The application/x-www-form-urlencoded format is the default format for HTML form submissions, as described in the HTML 4.01 specification. The the documentation for the URLEncoder class also describes this format.
In that format, a +
character represents a space, so the strand
attribute contains a single space. Except, the Attribute-Value Normalization section of the XML 1.0 specification states:
If the attribute type is not CDATA, then the XML processor MUST further process the normalized attribute value by discarding any leading and trailing space (#x20) characters …
So, that single space is then normalized into the empty string (when all leading and trailing space is removed). The empty string, strand=''
, does not conform to the XML schema you are referencing, http://schemas.nmdp.org/spec/hml/1.0.1/hml-1.0.1.xsd .

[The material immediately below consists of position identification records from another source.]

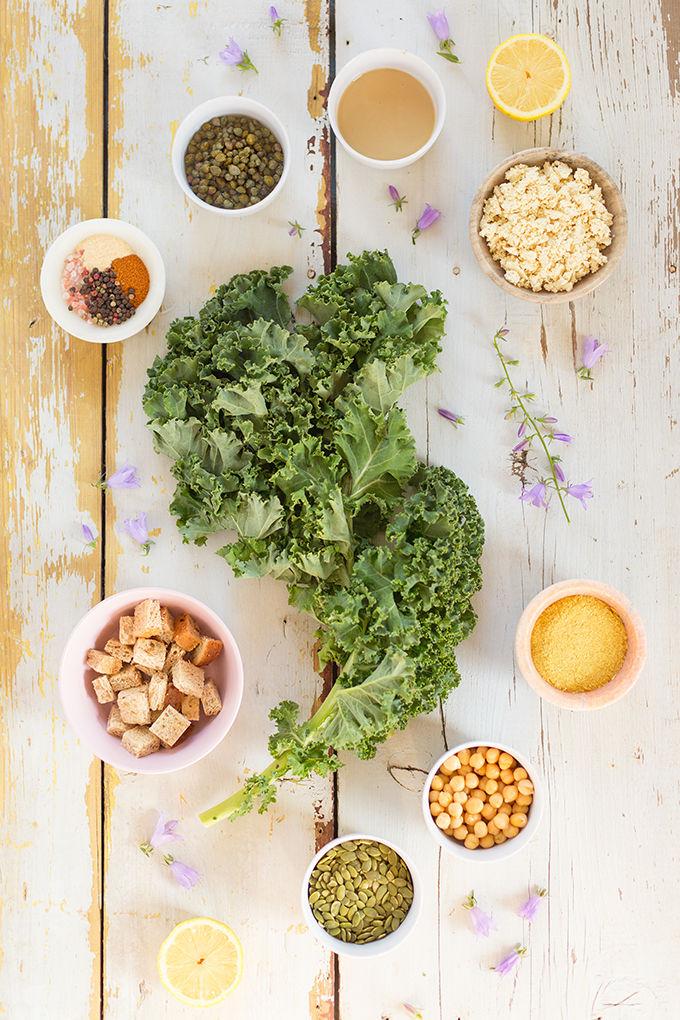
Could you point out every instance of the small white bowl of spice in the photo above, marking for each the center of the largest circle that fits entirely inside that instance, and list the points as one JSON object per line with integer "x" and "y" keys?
{"x": 103, "y": 281}
{"x": 580, "y": 645}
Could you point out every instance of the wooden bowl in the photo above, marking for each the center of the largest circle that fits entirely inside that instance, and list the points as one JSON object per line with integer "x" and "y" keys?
{"x": 632, "y": 664}
{"x": 613, "y": 200}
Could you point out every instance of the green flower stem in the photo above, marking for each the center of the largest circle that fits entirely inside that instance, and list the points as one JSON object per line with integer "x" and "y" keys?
{"x": 516, "y": 397}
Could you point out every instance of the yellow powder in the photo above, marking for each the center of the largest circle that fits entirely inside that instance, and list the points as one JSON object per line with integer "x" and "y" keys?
{"x": 578, "y": 644}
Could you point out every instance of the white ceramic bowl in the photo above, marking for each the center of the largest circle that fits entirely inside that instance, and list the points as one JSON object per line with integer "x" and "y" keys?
{"x": 393, "y": 59}
{"x": 500, "y": 852}
{"x": 221, "y": 106}
{"x": 367, "y": 950}
{"x": 632, "y": 664}
{"x": 65, "y": 245}
{"x": 88, "y": 717}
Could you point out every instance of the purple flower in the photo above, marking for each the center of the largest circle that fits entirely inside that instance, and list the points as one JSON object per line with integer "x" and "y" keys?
{"x": 185, "y": 875}
{"x": 232, "y": 54}
{"x": 439, "y": 22}
{"x": 535, "y": 496}
{"x": 482, "y": 924}
{"x": 582, "y": 492}
{"x": 507, "y": 965}
{"x": 137, "y": 526}
{"x": 592, "y": 352}
{"x": 428, "y": 217}
{"x": 397, "y": 199}
{"x": 530, "y": 908}
{"x": 91, "y": 538}
{"x": 456, "y": 419}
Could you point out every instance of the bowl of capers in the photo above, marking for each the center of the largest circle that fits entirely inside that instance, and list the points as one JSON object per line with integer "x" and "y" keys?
{"x": 230, "y": 155}
{"x": 361, "y": 896}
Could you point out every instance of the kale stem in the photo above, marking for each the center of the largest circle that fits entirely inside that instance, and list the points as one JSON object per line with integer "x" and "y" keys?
{"x": 537, "y": 432}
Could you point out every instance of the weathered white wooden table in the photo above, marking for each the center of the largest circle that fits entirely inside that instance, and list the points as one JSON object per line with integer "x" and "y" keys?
{"x": 93, "y": 93}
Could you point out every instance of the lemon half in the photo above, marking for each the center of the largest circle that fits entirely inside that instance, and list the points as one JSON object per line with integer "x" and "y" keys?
{"x": 201, "y": 962}
{"x": 528, "y": 77}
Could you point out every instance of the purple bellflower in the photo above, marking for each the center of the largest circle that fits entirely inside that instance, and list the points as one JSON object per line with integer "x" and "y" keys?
{"x": 428, "y": 217}
{"x": 397, "y": 200}
{"x": 529, "y": 910}
{"x": 137, "y": 527}
{"x": 439, "y": 22}
{"x": 592, "y": 352}
{"x": 482, "y": 924}
{"x": 510, "y": 961}
{"x": 233, "y": 55}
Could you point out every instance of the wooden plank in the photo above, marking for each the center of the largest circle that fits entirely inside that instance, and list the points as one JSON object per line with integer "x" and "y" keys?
{"x": 50, "y": 430}
{"x": 252, "y": 869}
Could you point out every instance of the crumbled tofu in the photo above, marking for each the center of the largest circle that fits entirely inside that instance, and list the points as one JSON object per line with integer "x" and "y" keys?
{"x": 212, "y": 703}
{"x": 546, "y": 225}
{"x": 188, "y": 678}
{"x": 134, "y": 706}
{"x": 169, "y": 726}
{"x": 140, "y": 742}
{"x": 103, "y": 690}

URLEncoder.encode escapes all “reserved” characters, including +
, as percent-escapes, and then escapes spaces as +
. The server expects this format (almost certainly because a Content-Type: application/x-www-form-urlencoded
header is present in the HTTP request), and decodes the +
and percent-escapes back to the original XML.